行を詰める・前の行に送る・一行あける
1. 行を詰める赤字
行を詰めたい場合は、「ツメ」の指示を使用します。一行分詰める場合でも、二行分詰める場合でも「ツメ」の指示だけで、すべてのアキが詰まります。
【赤字例】
【結果】
2. 前の行に送る赤字
前の行に送る指示は、改行を取る場合に使用されることが多いです。校正指示は、文と文を線で繋げるだけです。
【赤字例】
【結果】
3. 一行あける赤字
一行あけたい場合は、「一行アキ」と指示します。 行間をもっとあけたい場合には「二行アキ」「三行アキ」というように指示します。
【赤字例】
【結果】
4. 応用編:前の行に送る + 行を詰める
▼ 【A】を【B】のようにしたい場合
【A】
【B】
■ この場合の赤字の入れ方は、前の行に送る指示だけを使うことがあります。
■ ただ、前の行に送る指示だけでは、次のような修正結果になる可能性もあります。
→ 文は繋がったが、一行アキはそのままという状態です。
■ そのため、赤字の入れ方を少し工夫する必要があります。
・行を詰める指示(<)を一緒に入れる
・「行をツメル」 と文を添える
など、入れ方は何通りかあります。
次のように「上げる」指示を入れてあげてもわかりやすいです。
5. 応用編:一行あける
【出典:『InRed』2020年3月号(宝島社)P.132より】
コピー部分に「一行アキ」の指示があります。ここでは「一行アキ」だけだと言葉足らずになってしまう可能性があります。
一行分のアキが入ったことで、
・Aのアキで調整するのか?
・Bのアキで調整するのか?
といったことも考える必要があります。
「Aのアキ」をツメて調整する場合、すぐ上にあるロゴに注意しなければいけません。
企業ロゴには、ほぼすべてにレギュレーション(規定/ルール/決まり)が存在します。レギュレーションには、ロゴ周りの余白・配置位置・大きさ・色・フォントなどロゴの使用方法が詳細に記載されています。大抵ロゴ周りのスペースは余白を確保する必要があるため、スペースがあっても使えないことがほとんどです。

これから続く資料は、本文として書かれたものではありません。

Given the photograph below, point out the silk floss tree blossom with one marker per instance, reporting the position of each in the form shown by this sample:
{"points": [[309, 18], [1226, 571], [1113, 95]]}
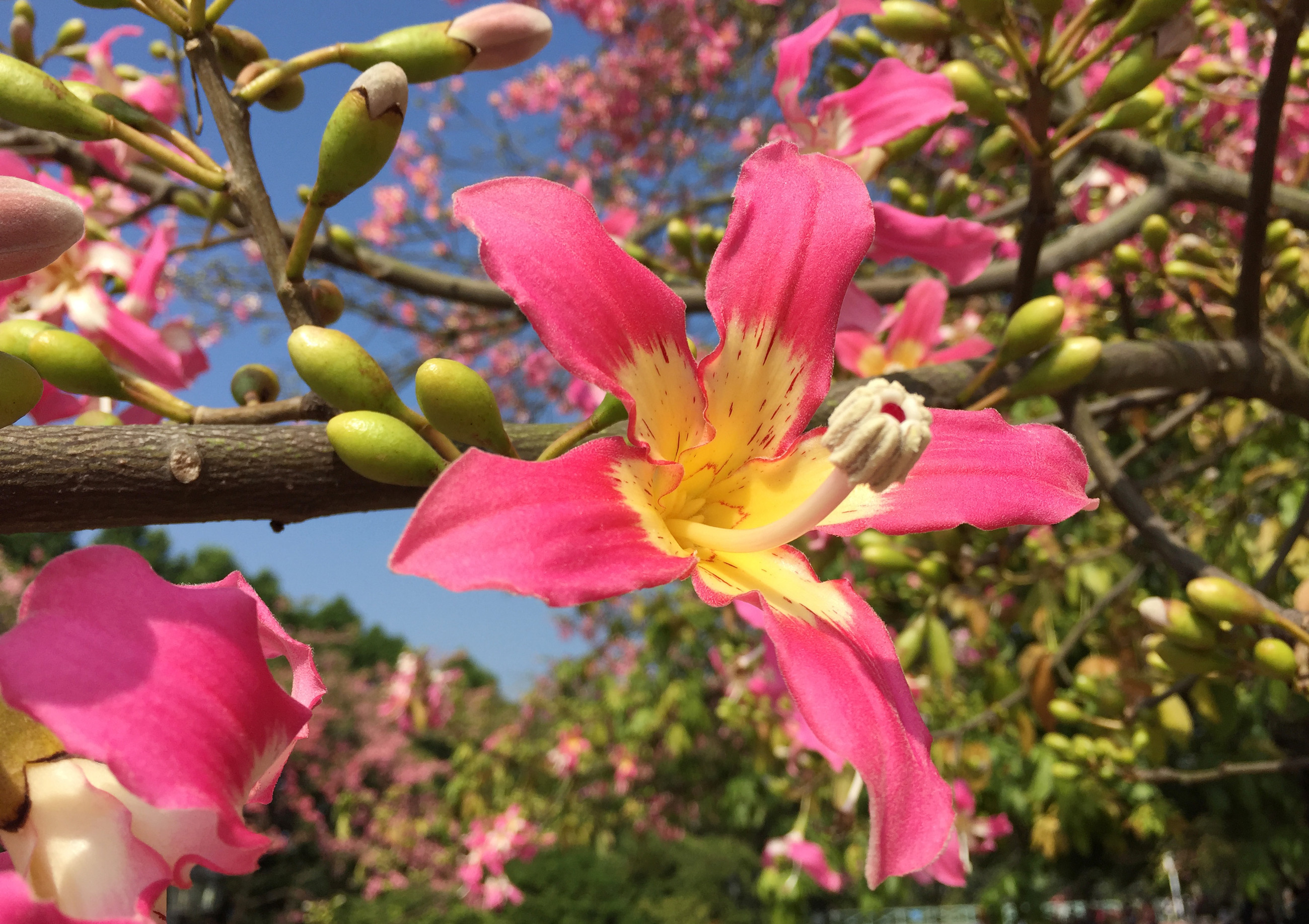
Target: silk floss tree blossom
{"points": [[718, 474], [138, 719]]}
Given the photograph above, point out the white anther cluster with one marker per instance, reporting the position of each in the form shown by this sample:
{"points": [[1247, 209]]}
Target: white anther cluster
{"points": [[871, 446]]}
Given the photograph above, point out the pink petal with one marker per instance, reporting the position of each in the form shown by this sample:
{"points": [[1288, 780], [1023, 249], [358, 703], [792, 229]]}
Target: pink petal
{"points": [[571, 530], [969, 348], [799, 230], [605, 317], [165, 685], [977, 470], [959, 248], [921, 321], [846, 681], [891, 103], [57, 405]]}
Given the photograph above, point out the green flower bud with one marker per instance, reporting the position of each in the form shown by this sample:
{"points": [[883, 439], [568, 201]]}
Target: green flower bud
{"points": [[1271, 656], [1032, 328], [680, 237], [999, 150], [361, 134], [282, 99], [909, 643], [843, 45], [1059, 368], [329, 302], [1134, 112], [97, 419], [940, 651], [1278, 235], [75, 364], [32, 97], [972, 88], [911, 21], [1175, 718], [237, 49], [254, 384], [18, 333], [1146, 60], [1127, 258], [424, 53], [342, 372], [383, 449], [70, 33], [1155, 232], [459, 402], [20, 389], [1219, 599], [1066, 711]]}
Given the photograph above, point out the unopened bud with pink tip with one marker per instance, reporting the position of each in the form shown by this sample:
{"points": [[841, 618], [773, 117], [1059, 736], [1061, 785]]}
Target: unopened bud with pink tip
{"points": [[503, 33], [36, 227]]}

ロゴ周りに一定のアキを確保する規定があるのなら「Aのアキ」で調整することはできません。「Bのアキ」で調整するしかありません。ですが「Bのアキ」で調整すると、Bの左下部分の画像と下げた文字が重なる恐れがあります。
普通の文章なら「一行アキ」の指示を入れるだけで大丈夫ですが、このようなレイアウトの場合は、「一行アキ」の指示を入れるときに、もう一歩踏み込んで考えなくてはいけません。
デザインを変更する(コピーの級数を変える、画像を小さくするなど)こともあるので、そこは担当者と相談しましょう。
おわりに
行を詰める指示も一行あける指示も、その指示によってスペースが生まれたり無くなったりすることになります。そのため、単に指示を入れるだけでなく、その後の仕上がりもイメージして赤字を入れるようにしましょう。
※文章中の校正記号は『JIS Z 8208:2007(印刷校正記号)』を参考にしています。
※校正記号の例文は、青空文庫:谷崎潤一郎の『細雪』の一文を使用いたしました。